Brandon Staley’s shortcomings all too obvious in Chargers’ wild-card collapse

Brandon Staley is a great defensive mind. But he has things to learn as a head coach, and the Chargers’ wild-card collapse showed them all.

Brandon Staley has done as much over the last few years to forward the new light box/multiple coverage defensive paradigm as any coach in the league. He has made some interesting decisions based on analytics in his two seasons as the Los Angeles Chargers’ head coach. As a scheme guy, and as a coach who can build a winning defense, Staley has nothing left to prove.

But as a head coach, Staley has a lot to learn.

Moving from coordinator to head coach is a weird and often unexpected journey. That ability to see and react to everything at the proverbial 30,000-foot level — to be the CEO — is not something everybody finds easy or possible to attain. Which is why some utterly brilliant coordinators have flamed out as head coaches, and some perfectly ordinary schematic minds have been great in the top job.

It’s not for everybody. Not to say that it will never be for Staley, but after Saturday’s 31-30 wild-card loss to the Jacksonville Jaguars, in which Staley’s Chargers blew a 27-0 second-quarter lead and seemed to have no answer for a Jags team that was very busy throwing up all over itself in the first half, there have to be serious questions regarding Staley’s understanding of his current job.

In his press conference following the third-largest postseason collapse in the history of professional football, Staley had a lot to say about how his offense and defense underperformed as the game went on.
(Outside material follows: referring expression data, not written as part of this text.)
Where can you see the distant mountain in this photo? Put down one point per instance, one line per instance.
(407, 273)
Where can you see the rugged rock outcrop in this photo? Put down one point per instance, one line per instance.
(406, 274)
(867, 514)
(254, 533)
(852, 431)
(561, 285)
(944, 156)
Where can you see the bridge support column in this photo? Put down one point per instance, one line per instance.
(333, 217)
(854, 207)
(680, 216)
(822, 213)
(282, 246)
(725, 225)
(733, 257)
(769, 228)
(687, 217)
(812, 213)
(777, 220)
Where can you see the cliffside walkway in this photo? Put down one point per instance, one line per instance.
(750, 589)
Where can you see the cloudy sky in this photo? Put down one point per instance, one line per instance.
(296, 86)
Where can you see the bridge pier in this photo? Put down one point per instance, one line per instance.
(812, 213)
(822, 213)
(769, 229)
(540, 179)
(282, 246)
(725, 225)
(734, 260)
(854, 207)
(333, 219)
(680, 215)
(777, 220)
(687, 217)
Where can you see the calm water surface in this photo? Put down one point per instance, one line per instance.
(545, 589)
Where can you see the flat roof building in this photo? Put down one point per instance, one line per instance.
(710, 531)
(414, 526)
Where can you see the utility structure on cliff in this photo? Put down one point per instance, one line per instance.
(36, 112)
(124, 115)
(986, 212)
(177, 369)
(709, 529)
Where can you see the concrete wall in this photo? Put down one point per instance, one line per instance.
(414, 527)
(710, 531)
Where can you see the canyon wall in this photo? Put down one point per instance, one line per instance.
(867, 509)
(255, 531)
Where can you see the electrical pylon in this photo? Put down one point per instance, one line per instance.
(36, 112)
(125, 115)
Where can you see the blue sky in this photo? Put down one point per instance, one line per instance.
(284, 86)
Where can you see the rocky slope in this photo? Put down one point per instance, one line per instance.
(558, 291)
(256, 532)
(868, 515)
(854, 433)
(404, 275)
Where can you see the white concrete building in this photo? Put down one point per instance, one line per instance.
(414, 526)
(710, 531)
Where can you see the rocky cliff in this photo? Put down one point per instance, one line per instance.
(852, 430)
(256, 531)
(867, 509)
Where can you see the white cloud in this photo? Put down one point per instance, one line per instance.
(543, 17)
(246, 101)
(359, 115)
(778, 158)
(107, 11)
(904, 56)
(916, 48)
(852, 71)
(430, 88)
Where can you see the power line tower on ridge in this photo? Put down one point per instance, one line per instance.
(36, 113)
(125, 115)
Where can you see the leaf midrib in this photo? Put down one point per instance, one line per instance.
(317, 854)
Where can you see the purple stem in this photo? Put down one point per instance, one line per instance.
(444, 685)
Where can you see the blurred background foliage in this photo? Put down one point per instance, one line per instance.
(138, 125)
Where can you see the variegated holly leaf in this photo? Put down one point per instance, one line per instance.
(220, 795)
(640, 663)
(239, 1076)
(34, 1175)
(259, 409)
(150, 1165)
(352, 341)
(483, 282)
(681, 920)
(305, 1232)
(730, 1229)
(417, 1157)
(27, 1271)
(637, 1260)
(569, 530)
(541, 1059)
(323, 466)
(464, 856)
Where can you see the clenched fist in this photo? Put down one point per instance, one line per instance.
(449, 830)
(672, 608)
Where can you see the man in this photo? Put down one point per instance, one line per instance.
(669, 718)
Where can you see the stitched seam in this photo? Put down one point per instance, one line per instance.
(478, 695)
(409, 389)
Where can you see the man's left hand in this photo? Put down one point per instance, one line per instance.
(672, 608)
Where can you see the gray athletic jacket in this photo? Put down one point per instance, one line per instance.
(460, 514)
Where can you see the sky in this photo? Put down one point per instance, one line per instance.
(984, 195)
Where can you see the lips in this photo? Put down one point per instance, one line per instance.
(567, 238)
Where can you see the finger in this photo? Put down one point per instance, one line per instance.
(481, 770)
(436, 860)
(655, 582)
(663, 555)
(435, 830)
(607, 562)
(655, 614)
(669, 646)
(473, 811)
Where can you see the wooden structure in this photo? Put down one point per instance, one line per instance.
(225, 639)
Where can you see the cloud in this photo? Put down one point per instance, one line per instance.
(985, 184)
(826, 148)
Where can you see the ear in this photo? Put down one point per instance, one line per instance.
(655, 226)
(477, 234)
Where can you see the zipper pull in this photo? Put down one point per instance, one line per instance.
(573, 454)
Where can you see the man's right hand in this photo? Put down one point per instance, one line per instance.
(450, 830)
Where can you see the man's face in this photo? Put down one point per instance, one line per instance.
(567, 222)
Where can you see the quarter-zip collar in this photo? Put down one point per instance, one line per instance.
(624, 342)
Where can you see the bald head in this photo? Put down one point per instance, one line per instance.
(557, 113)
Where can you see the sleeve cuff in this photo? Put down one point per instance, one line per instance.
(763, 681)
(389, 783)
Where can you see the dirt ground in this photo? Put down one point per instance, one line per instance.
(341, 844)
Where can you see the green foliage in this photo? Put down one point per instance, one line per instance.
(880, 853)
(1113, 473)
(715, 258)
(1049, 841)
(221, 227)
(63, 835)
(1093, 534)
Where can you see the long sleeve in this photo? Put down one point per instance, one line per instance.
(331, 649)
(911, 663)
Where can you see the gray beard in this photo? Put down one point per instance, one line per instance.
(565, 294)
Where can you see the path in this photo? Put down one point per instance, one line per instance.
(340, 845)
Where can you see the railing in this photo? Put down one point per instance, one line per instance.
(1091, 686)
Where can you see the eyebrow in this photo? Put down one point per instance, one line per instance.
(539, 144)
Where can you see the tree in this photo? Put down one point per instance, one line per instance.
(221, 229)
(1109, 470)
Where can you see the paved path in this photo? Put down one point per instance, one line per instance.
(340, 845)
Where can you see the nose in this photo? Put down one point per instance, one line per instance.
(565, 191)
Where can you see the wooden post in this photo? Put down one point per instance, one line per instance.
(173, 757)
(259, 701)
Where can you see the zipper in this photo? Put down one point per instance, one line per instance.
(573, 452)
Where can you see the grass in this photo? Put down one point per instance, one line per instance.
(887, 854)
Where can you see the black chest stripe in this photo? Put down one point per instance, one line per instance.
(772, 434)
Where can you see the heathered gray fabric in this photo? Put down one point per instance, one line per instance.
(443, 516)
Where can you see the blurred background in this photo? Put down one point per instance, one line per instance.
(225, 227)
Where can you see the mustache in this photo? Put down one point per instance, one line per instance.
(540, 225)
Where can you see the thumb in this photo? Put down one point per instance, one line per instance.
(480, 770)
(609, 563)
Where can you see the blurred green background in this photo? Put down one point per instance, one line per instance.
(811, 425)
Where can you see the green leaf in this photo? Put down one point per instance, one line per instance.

He had things to say about his team’s penalty tendencies in the second half, and he had a veiled shot or two for referee Shawn Smith’s officiating crew — valid to a point, as Smith and his team had a terrible game overall.

What you did not see was Staley taking a leadership role and putting the responsibility upon himself.

“We just didn’t play clean enough football in the second half in all three phases,” Staley concluded. “We didn’t score the ball or possess it well enough on defense. We had far too many penalties in the second half that really hurt us and didn’t play well enough in the red (zone) area, didn’t perform well there in the two minute at the end of the game. Just didn’t play a good second half of football as a team.

“Defensively, penalties just really hurt our team. We had a second-and-18 that [was] going to be a third-and-19. We have a PI (pass interference). We had an offsides when it would have been a sack. We have a penalty that allows them to go for two. An unsportsmanlike penalty, it goes for two. So I thought penalties hurt us in the second half on defense. On offense, we just didn’t sustain drives in the second half, and didn’t run the football effectively enough, and then didn’t do well enough on third down in the second half. We had some killer third-and-shorts that we didn’t make today. And then, obviously, we missed a kick down the stretch that really hurt us.”

Coaching decisions, adapting to in-game changes, and situational awareness were not mentioned. They should have been, and Staley should have put that onus on himself.